Historically, electricity was viewed as a natural monopoly. Typically, a single utility company generated, transmitted and distributed all electricity in its service territory. In much of the world, the monopoly was a state-owned utility. Within the United States, private investor-owned companies supplied the majority of customers, although federally and municipally owned companies played an important minority role. These companies operated under multiple layers of local, state and federal regulation.

Restructured electricity markets share a common basic organization. The three segments – generation, transmission, and distribution – have been unbundled. Wholesale generation, no longer viewed as a natural monopoly, is priced through a market process. Transmission and distribution remain regulated, although in many cases some form of incentive regulation has replaced cost-of-service regulation or state ownership.
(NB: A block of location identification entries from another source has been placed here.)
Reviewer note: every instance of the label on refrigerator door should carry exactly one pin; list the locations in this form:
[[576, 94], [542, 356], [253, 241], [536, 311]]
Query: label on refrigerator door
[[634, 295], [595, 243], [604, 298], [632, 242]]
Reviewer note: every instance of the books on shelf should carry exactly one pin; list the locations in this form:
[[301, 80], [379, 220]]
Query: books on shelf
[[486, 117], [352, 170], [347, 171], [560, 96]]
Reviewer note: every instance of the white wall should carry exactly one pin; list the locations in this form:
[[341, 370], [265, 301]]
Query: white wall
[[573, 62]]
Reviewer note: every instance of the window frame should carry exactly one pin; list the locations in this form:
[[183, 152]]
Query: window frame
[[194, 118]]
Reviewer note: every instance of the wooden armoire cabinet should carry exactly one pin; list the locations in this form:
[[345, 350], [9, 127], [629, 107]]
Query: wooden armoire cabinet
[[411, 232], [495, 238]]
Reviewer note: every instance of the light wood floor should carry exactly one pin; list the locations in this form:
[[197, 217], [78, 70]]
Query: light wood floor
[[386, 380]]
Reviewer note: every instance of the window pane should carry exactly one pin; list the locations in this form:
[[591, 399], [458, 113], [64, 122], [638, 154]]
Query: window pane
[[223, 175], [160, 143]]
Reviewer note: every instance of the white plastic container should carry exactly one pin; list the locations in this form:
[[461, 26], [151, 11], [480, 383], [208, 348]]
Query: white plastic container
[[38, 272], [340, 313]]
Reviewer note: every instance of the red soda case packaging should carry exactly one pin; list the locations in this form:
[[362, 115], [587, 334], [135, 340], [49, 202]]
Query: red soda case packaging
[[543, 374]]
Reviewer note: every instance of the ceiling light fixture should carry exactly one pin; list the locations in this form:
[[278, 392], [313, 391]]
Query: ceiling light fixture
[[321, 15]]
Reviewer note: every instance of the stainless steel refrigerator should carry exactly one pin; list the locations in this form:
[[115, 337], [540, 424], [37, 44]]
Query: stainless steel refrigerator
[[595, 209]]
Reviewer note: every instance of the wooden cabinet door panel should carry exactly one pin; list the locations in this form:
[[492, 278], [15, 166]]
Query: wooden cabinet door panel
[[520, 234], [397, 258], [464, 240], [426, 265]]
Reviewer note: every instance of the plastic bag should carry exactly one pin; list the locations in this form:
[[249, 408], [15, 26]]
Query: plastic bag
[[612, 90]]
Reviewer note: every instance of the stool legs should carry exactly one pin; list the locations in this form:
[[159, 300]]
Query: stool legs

Most wholesale electricity is traded through long-term (a week or longer) forward contracts. Many markets also feature day-ahead auction-based exchanges. Because supply and demand must be continually balanced to preserve transmission stability, transmission system operators run real-time balancing markets. Prices in these high-frequency markets can be highly volatile since electricity is non-storable and real-time demand fluctuates dramatically. To meet unforeseen contingencies, transmission system operators also contract for and occasionally use standby or reserve generation services. Many markets reflect price differences across geographical locations when parts of the transmission grid are congested (Schweppe et al. 1988; Chao and Peck 1992). Game theorists and experimental economists are involved in the ongoing process of designing electricity markets (Wilson 2002), while empirical researchers have used detailed auction data to estimate how well predictions from theoretical models describe firm behaviour (Wolak 2000; Hortascu and Puller 2004).

At the retail level, the vision of liberalization was to provide customers a choice among competing retailers who would operate as either resellers or integrated providers with access to customers through a regulated common-carriage distribution network. In most restructured US markets, retail competition for residential customers is very weak (Joskow 2005). Retail competition is more advanced in the United Kingdom, although evidence suggests that customers have been slow to take advantage of the ability to switch to a lower-priced retailer (Waddams 2004). Several authors have noted the economic benefits of allowing retail prices to vary to reflect real-time changes in the wholesale prices, although this sort of real-time retail pricing has been slow to take hold in practice (Borenstein and Holland 2005; Joskow and Tirole 2004).

Oligopoly simulation analysis indicates the potential for serious market power problems because suppliers face extremely inelastic demand and entry requires long lead times (Green and Newbery 1992). Empirical work has indicated that market power has indeed been present, although to varying degrees in different markets. Wolfram (1999) found that prices in England and Wales were lower than static oligopoly models would suggest. By contrast, extreme levels of market power in California contributed to record high prices in 2000–1 (Borenstein et al. 2002). The explanations for these differences have focused on variations in the threat of future regulation and in the extent of long-term fixed price contracts (Bushnell et al. 2005).

Although the main motivation for market liberalization was to improve economic efficiency, there have been few attempts to measure efficiency changes. Newbery and Pollitt (1997) and Fabrizio et al. (2004) find modest positive effects of market liberalization on, respectively, industry efficiency in the United Kingdom and plant-level efficiency in the United States.

As electricity industry restructuring moves forward, the major unresolved question is the degree to which public policy will influence investment decisions. Electric generating plants are long-lived, so while operating efficiency gains appear to be real, the potential gains from improved investment stand to be larger. Also, policies to limit the environmental impact of electricity generation could affect the types of technologies in which we invest.